佐々陽太朗の日記

酒、美味しかったもの、読んだ本、サイクリング、旅行など。

播磨灘物語 (三)

元来、信長は、生命は今生かぎりのものだという徹底した無神論をもっている。この点については、信長ははっきりと思想的人間であるといっていい。

「信長は無神論者であるが、一面自分自身が神になりたいと思っている」

 というのは、キリシタン宣教師たちの見方だが、神になりたいという点については、多少の疑問はある。

 信長は、しかしながら、キリシタン宗の布教には寛容であった。かれはべつに有神論者を憎んだわけではなく、宗教の徒が、人の心を操作することによって自分自身の利益にすることを憎んだのであり、この憎悪は、そのまま大虐殺につながった。

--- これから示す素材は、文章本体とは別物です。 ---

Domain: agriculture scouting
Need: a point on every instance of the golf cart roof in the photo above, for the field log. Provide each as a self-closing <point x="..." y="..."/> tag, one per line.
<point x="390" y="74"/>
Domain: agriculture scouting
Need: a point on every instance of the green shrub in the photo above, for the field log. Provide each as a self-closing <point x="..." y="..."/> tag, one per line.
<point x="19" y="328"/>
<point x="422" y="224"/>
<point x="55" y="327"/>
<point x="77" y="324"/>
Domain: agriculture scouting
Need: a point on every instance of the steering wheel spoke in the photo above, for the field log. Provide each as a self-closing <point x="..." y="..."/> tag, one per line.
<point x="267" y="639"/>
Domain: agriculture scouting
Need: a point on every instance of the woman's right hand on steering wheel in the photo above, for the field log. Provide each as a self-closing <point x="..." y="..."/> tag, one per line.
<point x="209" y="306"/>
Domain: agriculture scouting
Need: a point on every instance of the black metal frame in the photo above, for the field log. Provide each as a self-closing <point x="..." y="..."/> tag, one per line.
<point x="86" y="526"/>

                                (本書P158より)

 

播磨灘物語 (三)』(司馬遼太郎・著/講談社文庫)を読みました。

どうやら司馬氏は弱小大名に過ぎなかった信長が天下統一目前まで強大になった理由と、あっけなく滅びた理由双方を信長の持つ原理に求めていらっしゃるようだ。獄中にある官兵衛をして「原理というものはそれが鮮明で鮮烈であればあるほど、他者を排除し、抹殺する作用がある」と看破させた場面がいい。歴史物語の楽しみは史実を知ることだけでなく、史実をもとに歴史が動いた背景を推理し、人間を知るというところにあるのだろう。さて、次は四巻。いよいよ最終巻だ。官兵衛はどう考え、どう生きる?